Sobrealimentarse es la base del envejecimiento acelerado; la eficiencia metabólica es la base de la longevidad.

Los científicos, los profesionales de la medicina y los deportistas que forman parte del movimiento cetogénico desde el principio apenas pueden contener su entusiasmo; las investigaciones continúan validando la teoría de que la alimentación cetogénica ofrece una gran variedad de beneficios; el modo más fiable para recudir la grasa corporal; la mejora de las funciones neurológicas y la protección contra las enfermedades de deterioro cognitivo; ralentiza el ritmo de inflamación y daño oxidativo que representan la base del proceso de envejecimiento acelerado; ayuda a prevenir crisis convulsivas y detiene el crecimiento de tumores cancerosos; y mejora el rendimiento deportivo en aspectos como la fuerza, la potencia y la resistencia.

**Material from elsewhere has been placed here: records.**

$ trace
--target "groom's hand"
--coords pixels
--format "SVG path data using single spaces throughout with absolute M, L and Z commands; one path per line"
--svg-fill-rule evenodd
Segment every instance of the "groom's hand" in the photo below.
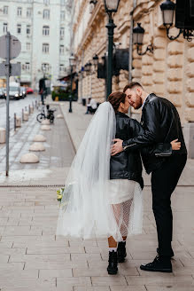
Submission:
M 114 138 L 113 142 L 115 142 L 115 144 L 112 147 L 111 155 L 115 155 L 123 151 L 123 148 L 122 148 L 123 140 L 122 139 Z

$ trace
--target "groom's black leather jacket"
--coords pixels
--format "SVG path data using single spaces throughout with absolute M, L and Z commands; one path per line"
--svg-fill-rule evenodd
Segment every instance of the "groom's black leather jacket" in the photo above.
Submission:
M 116 113 L 116 138 L 127 140 L 143 133 L 143 127 L 137 121 L 129 118 L 120 112 Z M 170 143 L 153 145 L 147 147 L 146 152 L 149 152 L 151 156 L 156 153 L 166 153 L 169 155 L 172 153 L 172 147 Z M 142 178 L 140 151 L 137 148 L 134 148 L 133 150 L 127 149 L 112 156 L 110 178 L 134 180 L 138 182 L 143 188 L 144 181 Z
M 175 106 L 169 100 L 150 94 L 143 107 L 141 124 L 144 132 L 133 138 L 123 139 L 122 146 L 127 151 L 142 149 L 143 162 L 147 173 L 159 169 L 171 155 L 162 152 L 152 154 L 151 146 L 170 143 L 178 138 L 182 145 L 181 150 L 173 151 L 172 154 L 187 154 L 180 117 Z M 145 148 L 149 146 L 150 150 Z

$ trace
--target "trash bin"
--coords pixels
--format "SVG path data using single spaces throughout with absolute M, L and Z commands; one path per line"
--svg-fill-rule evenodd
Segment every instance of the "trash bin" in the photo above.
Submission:
M 86 98 L 82 98 L 82 106 L 86 106 Z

LA DIETA KETO NO ES UN MÉTODO RÁPIDO

Si bien se puede lograr una rápida pérdida de peso con un programa extremo y estricto, el objetivo del proceso más pausado que se plantea en La dieta Keto es asegurarse de no fracasar ni recaer después de tres días, de treinta, de tres meses ni de treinta. La rapidez de la evolución de cada persona hacia la completa conversión en keto-adaptado depende del estado de salud y de forma de la que parta y de lo bien que responda a las directrices dietéticas y de hábitos de vida. Una cosa es segura; no va a fracasar por falta de preparación. Si no estás preparado sabrás por qué no lo estás y aprenderás qué medidas tomar para prepararte. Estamos juntos en este largo camino y tendrás en todo momento a tu lado un entrenador comprensivo, solidario, paciente y centrado.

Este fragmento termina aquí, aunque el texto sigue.